Bush sigue la tradición
La agresiva política exterior de la Administración de George W. Bush sigue esa tradición. Pero sus orígenes se remontan a mucho antes de la Administración de Reagan, al curioso aunque decisivo episodio del Equipo B. Fue George Bush, padre, como director de la Agencia Central de Inteligencia, el que estableció el grupo de expertos para analizar de forma más escéptica las capacidades e intenciones de la Unión Soviética en tiempos de la Administración de Ford. En el preciso momento en que, según sabemos ahora, la Unión Soviética quedaba definitivamente atrás en tecnología militar y en capacidad de igualar el gasto militar estadounidense, este grupo de ideólogos, claramente influido por el gran anticomunista Paul Nitze y que incluía al joven Paul Wolfowitz, fueron por lo que ahora parece ser exactamente el mal camino. Justo en el momento en que quedó claro que la Unión Soviética se estaba debilitando, este grupo de sabios conservadores obligaron a Estados Unidos a revisar al alza su valoración del peligro procedente de Moscú.

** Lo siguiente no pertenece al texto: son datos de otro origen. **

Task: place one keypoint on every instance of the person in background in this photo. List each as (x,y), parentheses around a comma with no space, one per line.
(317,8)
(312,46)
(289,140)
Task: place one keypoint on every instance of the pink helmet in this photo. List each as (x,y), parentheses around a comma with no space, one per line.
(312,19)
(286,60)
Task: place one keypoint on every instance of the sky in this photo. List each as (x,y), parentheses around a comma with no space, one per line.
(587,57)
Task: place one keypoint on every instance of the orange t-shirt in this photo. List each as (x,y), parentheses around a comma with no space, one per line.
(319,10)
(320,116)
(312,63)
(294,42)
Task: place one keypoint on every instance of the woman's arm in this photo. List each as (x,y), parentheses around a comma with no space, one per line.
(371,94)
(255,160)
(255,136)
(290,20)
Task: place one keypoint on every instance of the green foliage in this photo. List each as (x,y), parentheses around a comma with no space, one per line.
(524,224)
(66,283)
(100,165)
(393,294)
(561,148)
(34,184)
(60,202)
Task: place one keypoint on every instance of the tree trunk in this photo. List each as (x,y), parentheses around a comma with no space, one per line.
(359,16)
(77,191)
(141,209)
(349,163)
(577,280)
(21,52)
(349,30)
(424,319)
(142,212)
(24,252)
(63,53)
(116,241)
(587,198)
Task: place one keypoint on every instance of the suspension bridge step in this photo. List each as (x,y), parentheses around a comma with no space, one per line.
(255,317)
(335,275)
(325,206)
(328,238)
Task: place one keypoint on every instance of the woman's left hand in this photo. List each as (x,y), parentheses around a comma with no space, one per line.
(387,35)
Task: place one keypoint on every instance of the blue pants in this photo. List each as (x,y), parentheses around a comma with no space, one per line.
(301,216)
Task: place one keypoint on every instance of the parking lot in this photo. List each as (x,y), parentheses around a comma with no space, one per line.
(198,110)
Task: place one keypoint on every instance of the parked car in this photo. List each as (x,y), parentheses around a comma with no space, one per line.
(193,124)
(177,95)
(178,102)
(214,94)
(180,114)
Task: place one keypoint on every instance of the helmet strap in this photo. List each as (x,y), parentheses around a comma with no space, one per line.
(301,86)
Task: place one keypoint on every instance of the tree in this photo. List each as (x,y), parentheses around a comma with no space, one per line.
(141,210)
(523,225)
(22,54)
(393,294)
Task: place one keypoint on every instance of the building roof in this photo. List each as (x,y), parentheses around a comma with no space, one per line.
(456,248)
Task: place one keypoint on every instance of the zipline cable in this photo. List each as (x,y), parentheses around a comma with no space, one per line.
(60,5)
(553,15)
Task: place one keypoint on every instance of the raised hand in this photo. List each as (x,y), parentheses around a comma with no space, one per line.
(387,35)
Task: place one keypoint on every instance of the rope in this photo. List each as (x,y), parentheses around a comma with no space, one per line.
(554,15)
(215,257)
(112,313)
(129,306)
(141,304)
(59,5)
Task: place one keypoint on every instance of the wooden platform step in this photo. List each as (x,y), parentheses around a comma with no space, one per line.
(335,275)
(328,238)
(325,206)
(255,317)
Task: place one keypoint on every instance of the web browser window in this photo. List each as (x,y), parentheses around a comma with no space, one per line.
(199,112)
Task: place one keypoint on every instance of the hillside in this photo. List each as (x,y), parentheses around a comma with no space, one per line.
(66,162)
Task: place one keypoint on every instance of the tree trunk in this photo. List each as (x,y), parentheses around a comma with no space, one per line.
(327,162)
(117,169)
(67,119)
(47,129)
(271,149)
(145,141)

La cuestión no es que pueda seguirse el rastro de todos los detalles de las políticas actuales de la Administración republicana hasta la época de Reagan. Al fin y al cabo, la Administración actual es mucho más arrogante, mucho más indiferente a todas las realidades, salvo su propia lógica ideológica, mucho más despreciativa ante las opiniones del exterior. La cuestión es que lo único que se les da magníficamente bien a los conservadores estadounidenses contemporáneos son las relaciones públicas, mucho mejor que lo de gestionar una economía, o una alianza, o un país conquistado, y de hecho, mucho mejor que lo de comprender por qué antiguamente se admiraba mucho más a su país en el mundo que bajo su tutela. Al tiempo que se quejan de los prejuicios liberales de los medios de comunicación, han llenado las filas del juicio editorial con voces ideológicamente seguras. Por eso, deberíamos tener cuidado con la forma en que se están utilizando la personalidad auténticamente atractiva y las políticas relativamente benignas de Ronald Reagan como escudos para proteger la reputación de sus herederos. En un mundo peligroso, hay objetivos más importantes que perseguir que el de hacer que los estadounidenses se sientan bien consigo mismos.